Last Tuesday, the Senate Finance Committee became the last of the five Congressional committees with jurisdiction over health care to pass a health care reform bill.
The bill passed by a 14-9 vote, with Sen. Olympia Snowe of Maine being the only Republican to vote in favor of the bill. The public option, a hotly debated component of health reform, is a major component of the bill passed by the Senate health committee, but it was not included in the Senate Finance Committee’s version. Senate Majority Leader Harry Reid, D-Nev. and Speaker of the House Nancy Pelosi, D-Calif. now have to work with the leaders of their respective chambers in order to merge the two Senate bills and three House bills into one bill for each chamber.
Dr. Ralph Snyderman, an outspoken advocate of health reform, is Chancellor Emeritus of Duke University, James B. Duke Professor of Medicine and past president and chief exective officer of the Duke University Health System. In light of his recent guest column in The Huffington Post titled “Making Sense of Health Care Reform,” The Chronicle’s Ethan Marks talked with Snyderman about his ideas for reforming the health care system and his opinions on some of the Congressional efforts so far.
The Chronicle: Now that the last of the five Congressional committees has passed a health reform bill, what do you think of the proposed changes so far? Is there anything on the table that you don’t think is a good idea?
Ralph Snyderman: Well, one has to determine if one wants to be an optimist or a pessimist, and I will lean more toward being an optimist. The politics has made it very difficult to have a rational reform of how health care is delivered. What I am concerned about is that there will be, because of the increase in coverage, an increase in expense. The fact that there has been very little reform of how health care is actually delivered and how health care is paid for makes me think that the expenses might continue to rise. So I lean a little bit more toward the optimism. It’s better to have this than nothing, but I am hoping that we move from this to an approach that truly makes the delivery more cost-effective. We are capable of doing this.
TC: You have spent your lifetime working in many different areas of the health industry. How have these experiences shaped your ideas about the health care system and its need for reform?
RS: My prior experience in health care has led me to the inescapable conclusion that health care delivery is in need of major reform. While we have tremendous capabilities to improve episodes of disease, we have not focused as effectively as we can on prevention and early effective intervention. I think our capabilities of delivering better health care are far greater than what we actually do.
TC: You have long been a proponent of transitioning to a system of health care focused on prevention and personalized medicine, often termed “prospective care.” What exactly does a prospective health care system entail?
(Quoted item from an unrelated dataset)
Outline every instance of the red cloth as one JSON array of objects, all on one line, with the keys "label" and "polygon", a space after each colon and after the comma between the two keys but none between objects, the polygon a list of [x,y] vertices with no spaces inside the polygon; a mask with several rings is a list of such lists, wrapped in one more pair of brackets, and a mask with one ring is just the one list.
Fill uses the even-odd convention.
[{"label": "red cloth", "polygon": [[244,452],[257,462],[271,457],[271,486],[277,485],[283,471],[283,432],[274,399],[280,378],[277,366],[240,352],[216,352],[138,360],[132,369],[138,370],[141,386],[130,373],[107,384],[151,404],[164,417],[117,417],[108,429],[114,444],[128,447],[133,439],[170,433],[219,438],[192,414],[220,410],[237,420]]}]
RS: What prospective care does is put more empowerment on the part of the individual, the patient, and it deals with disease before it does significant damage. In other words, rather than focusing on disease events once they occur, which is the way health care is generally practiced today, it tries to anticipate an individual’s risks and allows each one of them to work with the health system to minimize the risks.
TC: Does a prospective health care system actually reduce costs?
RS: Every evidence we have thus far is that prospective care reduces costs, and there are two very good examples that have been developed at Duke. One is the care of individuals with congestive heart failure, where we showed that a prospective health care approach greatly minimizes the clinical problems and reduces hospital admissions, and also reduces costs.... The Duke Prospective Health program for Duke employees and their families is also off to an outstanding start and has improved the health of the Duke community and decreased health care costs for the University and all its employees.
TC: How do you feel about the much-debated public option?
RS: I think the public option basically is a good idea in the sense that, for selected individuals that can’t get private insurance in other ways, there is an opportunity to be a bit more experimental in designing better, more cost-effective models of care. So on that side, I like it. The danger of a public option, if it’s not done right, is that the government pays for care at a much lower rate than private insurance. And most physicians and hospitals will tell you that they could not exist solely on the government rate. So by having a public option, there really is an unlevel playing field in the sense that the public option-type insurance has the benefit of lower expenses than private insurers. That’s a complicated answer, but unfortunately it is the reality, which makes the public option a difficult concept, although basically I think it is a good concept.
TC: There are many problems in our current system that are too pervasive to be fixed with one law or can even be adequately addressed by one push for reform. How do you see our health care system changing and our efforts at reform evolving as we move into the future?
RS: I think that the most important initiative that could come from the health care legislation itself would be to change how medical costs are reimbursed to the providers—in other words, the reimbursement system which currently rewards disease rather than prevention. I think that would be the most important thing. I have to say there is a second thing, which is absolutely essential, and that is that individuals—you, me, and everyone else who reads this article—understands that health is one of their greatest resources, and they need to take ownership of it. What individuals can do for themselves, for most of their lives, is at least as great as what the health system can do for them. As a country, we need to understand the importance of our own health, and I am proud that Duke has developed a Prospective Health Care Club among its own students that truly values the importance of health.